Re: blk-mq: improvement CPU hotplug (simplified version) v3

Keith Busch <kbusch@xxxxxxxxxx> · Fri, 22 May 2020 07:47:20 -0700

On Fri, May 22, 2020 at 10:39:23AM +0800, Ming Lei wrote:
> On Thu, May 21, 2020 at 12:15:52PM -0700, Bart Van Assche wrote:
> > On 2020-05-20 21:33, Ming Lei wrote:
> > > No.
> > > 
> > > If vector 3 is for covering hw queue 12 ~ 15, the vector shouldn't be
> > > shutdown when cpu 14 is offline.
> > >> Also I am pretty sure that we don't do this way with managed IRQ. And
> > > non-managed IRQ will be migrated to other online cpus during cpu offline,
> > > so not an issue at all. See migrate_one_irq().
> > 
> > Thanks for the pointer to migrate_one_irq().
> > 
> > However, I'm not convinced the above statement is correct.
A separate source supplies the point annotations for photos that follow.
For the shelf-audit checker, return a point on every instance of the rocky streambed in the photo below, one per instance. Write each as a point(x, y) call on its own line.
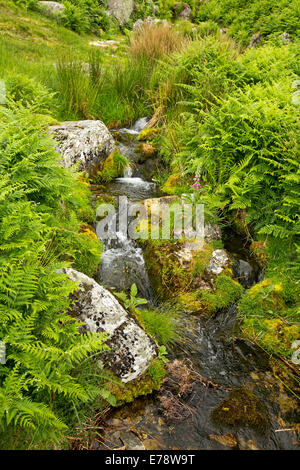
point(220, 392)
point(212, 372)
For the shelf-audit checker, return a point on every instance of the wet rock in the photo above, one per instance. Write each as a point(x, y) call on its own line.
point(132, 350)
point(120, 9)
point(131, 441)
point(183, 11)
point(241, 408)
point(86, 143)
point(244, 272)
point(146, 151)
point(255, 40)
point(218, 261)
point(51, 8)
point(139, 24)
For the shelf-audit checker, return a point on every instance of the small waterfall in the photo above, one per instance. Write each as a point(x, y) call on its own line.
point(122, 262)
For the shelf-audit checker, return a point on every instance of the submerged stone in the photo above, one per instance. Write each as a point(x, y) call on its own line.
point(241, 408)
point(86, 143)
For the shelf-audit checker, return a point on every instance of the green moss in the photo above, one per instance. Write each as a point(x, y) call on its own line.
point(166, 273)
point(105, 199)
point(241, 408)
point(188, 283)
point(226, 292)
point(114, 166)
point(159, 325)
point(123, 138)
point(170, 185)
point(146, 150)
point(202, 259)
point(144, 385)
point(157, 372)
point(267, 318)
point(148, 134)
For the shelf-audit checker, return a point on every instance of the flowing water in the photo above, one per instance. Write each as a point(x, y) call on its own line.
point(209, 346)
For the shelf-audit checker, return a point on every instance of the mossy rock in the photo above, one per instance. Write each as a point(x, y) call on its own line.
point(241, 408)
point(146, 151)
point(148, 134)
point(185, 280)
point(105, 199)
point(89, 231)
point(171, 184)
point(124, 138)
point(211, 298)
point(113, 167)
point(143, 385)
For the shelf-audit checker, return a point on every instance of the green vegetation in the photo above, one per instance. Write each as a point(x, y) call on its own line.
point(222, 114)
point(243, 18)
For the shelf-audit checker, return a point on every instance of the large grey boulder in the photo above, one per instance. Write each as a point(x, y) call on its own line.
point(132, 350)
point(86, 143)
point(121, 9)
point(51, 8)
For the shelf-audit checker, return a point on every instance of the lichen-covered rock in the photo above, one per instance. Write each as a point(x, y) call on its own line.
point(241, 408)
point(218, 261)
point(132, 350)
point(121, 9)
point(212, 232)
point(255, 40)
point(51, 8)
point(86, 143)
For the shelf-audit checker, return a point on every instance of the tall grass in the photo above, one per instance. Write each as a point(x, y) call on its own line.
point(79, 85)
point(117, 94)
point(154, 41)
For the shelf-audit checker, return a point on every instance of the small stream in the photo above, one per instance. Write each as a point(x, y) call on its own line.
point(208, 346)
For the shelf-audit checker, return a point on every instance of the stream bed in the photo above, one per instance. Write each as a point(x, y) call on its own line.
point(219, 360)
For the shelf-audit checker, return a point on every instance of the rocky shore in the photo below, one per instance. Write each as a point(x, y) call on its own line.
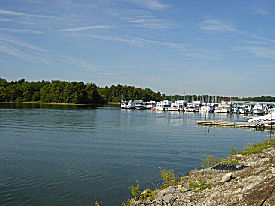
point(252, 185)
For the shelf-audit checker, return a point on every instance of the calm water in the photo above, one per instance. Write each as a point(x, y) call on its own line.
point(64, 155)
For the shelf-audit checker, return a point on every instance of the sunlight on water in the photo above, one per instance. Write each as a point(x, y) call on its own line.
point(68, 155)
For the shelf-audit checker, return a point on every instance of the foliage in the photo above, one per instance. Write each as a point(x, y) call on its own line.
point(233, 150)
point(209, 161)
point(119, 92)
point(70, 92)
point(199, 186)
point(147, 194)
point(135, 190)
point(128, 203)
point(258, 147)
point(97, 203)
point(168, 177)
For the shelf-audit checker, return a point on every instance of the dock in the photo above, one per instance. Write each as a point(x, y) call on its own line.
point(221, 123)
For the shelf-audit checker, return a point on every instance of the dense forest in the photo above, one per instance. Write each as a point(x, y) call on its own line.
point(89, 93)
point(70, 92)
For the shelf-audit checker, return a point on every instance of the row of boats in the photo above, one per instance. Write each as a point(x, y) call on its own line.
point(198, 106)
My
> > understanding is that the block driver knows which interrupt vector has
> > been associated with which hardware queue but the blk-mq core not. It
> > seems to me that patch 6/6 of this series is based on the following
> > assumptions:
> > (a) That the interrupt that is associated with a hardware queue is
> >     processed by one of the CPU's in hctx->cpumask.
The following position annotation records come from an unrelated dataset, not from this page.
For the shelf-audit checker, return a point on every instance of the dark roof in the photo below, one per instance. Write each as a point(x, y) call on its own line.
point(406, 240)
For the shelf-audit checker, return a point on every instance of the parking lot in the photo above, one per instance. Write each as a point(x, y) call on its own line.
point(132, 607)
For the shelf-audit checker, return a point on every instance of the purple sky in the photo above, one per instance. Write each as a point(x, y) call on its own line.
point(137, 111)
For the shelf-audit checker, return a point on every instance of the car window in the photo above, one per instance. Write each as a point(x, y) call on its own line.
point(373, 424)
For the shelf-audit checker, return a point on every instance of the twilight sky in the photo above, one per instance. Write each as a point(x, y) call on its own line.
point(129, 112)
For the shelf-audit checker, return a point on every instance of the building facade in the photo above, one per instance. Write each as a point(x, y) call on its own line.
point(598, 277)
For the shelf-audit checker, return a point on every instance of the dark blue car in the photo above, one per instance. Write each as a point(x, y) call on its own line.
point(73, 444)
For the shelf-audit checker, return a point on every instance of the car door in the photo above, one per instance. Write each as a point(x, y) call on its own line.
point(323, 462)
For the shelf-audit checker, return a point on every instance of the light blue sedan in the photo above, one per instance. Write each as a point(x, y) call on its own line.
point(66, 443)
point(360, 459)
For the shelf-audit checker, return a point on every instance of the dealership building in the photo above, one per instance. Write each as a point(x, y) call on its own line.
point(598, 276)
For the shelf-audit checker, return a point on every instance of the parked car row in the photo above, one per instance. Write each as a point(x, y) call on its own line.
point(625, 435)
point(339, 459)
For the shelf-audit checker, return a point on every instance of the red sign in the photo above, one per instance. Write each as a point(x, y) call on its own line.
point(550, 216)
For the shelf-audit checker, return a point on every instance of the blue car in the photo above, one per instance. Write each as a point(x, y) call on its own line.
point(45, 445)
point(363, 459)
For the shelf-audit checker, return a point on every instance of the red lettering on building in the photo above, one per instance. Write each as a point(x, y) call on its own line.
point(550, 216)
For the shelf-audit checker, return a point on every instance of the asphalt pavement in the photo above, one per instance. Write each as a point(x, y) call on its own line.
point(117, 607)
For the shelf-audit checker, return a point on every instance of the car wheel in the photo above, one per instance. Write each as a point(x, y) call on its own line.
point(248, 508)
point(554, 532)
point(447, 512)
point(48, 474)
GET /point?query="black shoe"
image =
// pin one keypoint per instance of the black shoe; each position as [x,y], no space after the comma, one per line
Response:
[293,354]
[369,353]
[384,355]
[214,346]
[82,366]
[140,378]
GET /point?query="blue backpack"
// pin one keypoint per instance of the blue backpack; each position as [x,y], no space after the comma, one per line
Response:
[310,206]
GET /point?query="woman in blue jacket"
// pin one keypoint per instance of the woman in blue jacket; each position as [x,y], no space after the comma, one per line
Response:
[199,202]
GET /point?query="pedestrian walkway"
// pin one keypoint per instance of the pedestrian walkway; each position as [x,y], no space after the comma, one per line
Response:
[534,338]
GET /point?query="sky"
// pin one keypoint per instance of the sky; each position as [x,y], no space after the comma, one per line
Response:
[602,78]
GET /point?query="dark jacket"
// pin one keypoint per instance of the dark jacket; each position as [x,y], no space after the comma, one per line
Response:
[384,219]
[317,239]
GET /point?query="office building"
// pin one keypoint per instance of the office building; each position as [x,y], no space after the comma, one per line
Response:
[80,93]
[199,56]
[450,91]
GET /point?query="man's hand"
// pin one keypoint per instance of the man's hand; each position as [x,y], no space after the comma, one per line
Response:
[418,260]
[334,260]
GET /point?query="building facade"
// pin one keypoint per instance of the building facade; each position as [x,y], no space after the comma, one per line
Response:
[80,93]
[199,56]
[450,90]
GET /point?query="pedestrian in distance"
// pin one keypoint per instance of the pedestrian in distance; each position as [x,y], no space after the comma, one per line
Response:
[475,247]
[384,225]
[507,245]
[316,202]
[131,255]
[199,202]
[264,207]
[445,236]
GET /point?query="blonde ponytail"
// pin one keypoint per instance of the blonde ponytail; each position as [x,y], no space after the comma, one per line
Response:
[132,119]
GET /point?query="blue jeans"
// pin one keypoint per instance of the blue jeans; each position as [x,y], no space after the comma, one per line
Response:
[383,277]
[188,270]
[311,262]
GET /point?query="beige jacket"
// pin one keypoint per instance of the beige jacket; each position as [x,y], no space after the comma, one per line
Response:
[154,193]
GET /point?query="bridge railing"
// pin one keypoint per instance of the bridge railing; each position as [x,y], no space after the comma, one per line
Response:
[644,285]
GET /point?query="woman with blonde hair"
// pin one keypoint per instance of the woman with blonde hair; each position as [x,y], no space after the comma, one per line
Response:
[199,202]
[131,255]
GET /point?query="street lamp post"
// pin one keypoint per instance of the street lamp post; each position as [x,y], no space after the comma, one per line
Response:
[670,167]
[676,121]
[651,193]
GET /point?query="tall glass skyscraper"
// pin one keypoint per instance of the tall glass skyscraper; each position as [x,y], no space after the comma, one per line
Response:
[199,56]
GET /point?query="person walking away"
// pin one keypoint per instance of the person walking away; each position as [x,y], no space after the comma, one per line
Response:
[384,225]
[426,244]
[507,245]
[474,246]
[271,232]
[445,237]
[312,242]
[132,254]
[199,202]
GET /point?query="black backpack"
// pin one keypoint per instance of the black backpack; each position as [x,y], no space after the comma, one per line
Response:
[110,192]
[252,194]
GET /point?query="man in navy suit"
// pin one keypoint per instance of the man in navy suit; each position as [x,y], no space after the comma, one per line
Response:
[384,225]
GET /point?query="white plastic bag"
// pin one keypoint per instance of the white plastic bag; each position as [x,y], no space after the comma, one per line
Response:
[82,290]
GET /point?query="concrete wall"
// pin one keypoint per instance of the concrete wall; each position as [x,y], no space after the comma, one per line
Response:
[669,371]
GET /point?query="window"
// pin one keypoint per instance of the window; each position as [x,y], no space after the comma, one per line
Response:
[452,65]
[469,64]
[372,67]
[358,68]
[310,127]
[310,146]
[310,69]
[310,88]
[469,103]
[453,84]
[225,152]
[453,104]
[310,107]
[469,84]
> > (b) That hardware queues do not share interrupt vectors.
> > 
> > I don't think that either assumption is correct.
> 
> What the patch tries to do is just:
> 
> - when the last cpu of hctx->cpumask is going to become offline, mark
> this hctx as inactive, then drain any inflight IO requests originated
> from this hctx
> 
> The correctness is that once we stops to produce request, we can drain
> any in-flight requests before shutdown the last cpu of hctx. Then finally
> this hctx becomes quiesced completely. Do you think this way is wrong?
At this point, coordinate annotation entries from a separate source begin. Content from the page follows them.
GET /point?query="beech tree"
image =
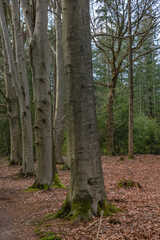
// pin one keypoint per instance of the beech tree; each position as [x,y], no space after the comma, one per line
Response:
[36,17]
[130,128]
[87,194]
[12,112]
[58,118]
[19,79]
[110,36]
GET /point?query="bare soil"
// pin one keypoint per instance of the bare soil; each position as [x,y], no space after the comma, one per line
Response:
[139,219]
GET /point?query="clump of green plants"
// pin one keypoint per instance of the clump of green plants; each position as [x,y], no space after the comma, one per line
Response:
[65,167]
[128,184]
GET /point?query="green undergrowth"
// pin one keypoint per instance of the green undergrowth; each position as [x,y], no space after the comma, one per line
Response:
[128,184]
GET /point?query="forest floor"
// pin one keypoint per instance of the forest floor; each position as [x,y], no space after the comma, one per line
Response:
[139,219]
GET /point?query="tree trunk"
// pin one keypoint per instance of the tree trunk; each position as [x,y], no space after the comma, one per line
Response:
[130,133]
[12,107]
[59,103]
[110,116]
[87,194]
[25,111]
[40,57]
[20,92]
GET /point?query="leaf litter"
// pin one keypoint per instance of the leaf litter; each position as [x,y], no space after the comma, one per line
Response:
[139,219]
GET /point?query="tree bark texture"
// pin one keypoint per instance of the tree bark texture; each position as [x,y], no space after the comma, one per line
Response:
[12,109]
[40,57]
[27,163]
[87,194]
[25,110]
[130,127]
[59,100]
[110,116]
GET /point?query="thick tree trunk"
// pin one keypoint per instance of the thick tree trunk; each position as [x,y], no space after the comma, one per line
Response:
[25,111]
[87,194]
[110,117]
[12,109]
[27,150]
[130,127]
[40,56]
[59,103]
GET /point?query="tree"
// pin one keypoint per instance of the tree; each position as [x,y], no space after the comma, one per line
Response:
[21,89]
[87,194]
[110,35]
[130,128]
[12,112]
[58,123]
[36,16]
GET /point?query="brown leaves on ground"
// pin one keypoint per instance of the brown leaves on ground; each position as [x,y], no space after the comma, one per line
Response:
[139,219]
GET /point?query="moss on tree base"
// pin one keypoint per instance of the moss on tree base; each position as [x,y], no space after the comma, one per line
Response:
[57,182]
[129,184]
[80,209]
[37,186]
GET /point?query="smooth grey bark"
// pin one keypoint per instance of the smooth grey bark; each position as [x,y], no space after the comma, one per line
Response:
[25,110]
[27,150]
[86,190]
[130,127]
[58,122]
[12,109]
[40,57]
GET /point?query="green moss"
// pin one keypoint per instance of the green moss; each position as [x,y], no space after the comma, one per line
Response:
[30,189]
[65,167]
[114,221]
[51,238]
[128,184]
[81,209]
[47,225]
[12,163]
[121,159]
[64,210]
[57,183]
[44,235]
[39,186]
[107,208]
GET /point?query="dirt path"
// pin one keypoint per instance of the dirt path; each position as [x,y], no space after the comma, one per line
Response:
[139,219]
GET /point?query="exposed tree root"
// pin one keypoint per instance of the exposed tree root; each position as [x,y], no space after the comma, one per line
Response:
[81,209]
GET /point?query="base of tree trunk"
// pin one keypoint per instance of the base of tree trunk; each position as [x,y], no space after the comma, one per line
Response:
[13,163]
[81,209]
[26,174]
[56,183]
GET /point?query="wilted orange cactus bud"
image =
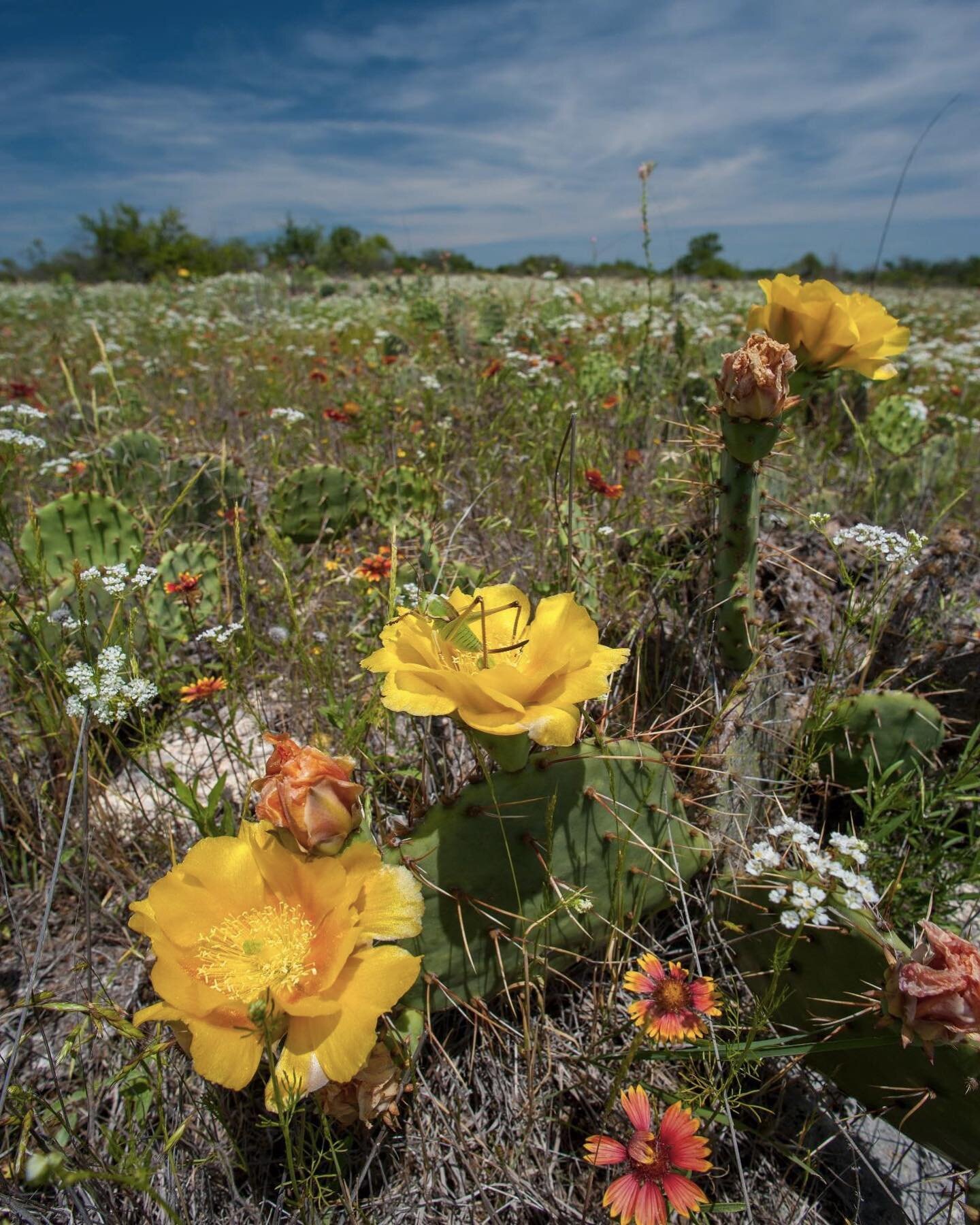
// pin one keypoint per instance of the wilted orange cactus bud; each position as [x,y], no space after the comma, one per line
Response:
[936,992]
[309,794]
[372,1094]
[755,380]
> If yes, please prove it.

I don't think this applies to what Bart is saying, but there is a
pathological case where things break down: if a driver uses managed
irq's, but doesn't use the same affinity for the hctx's, an offline cpu
may have been the only one providing irq handling for an online hctx.

I feel like that should be a driver bug if it were to set itself up that
way, but I don't find anything enforces that.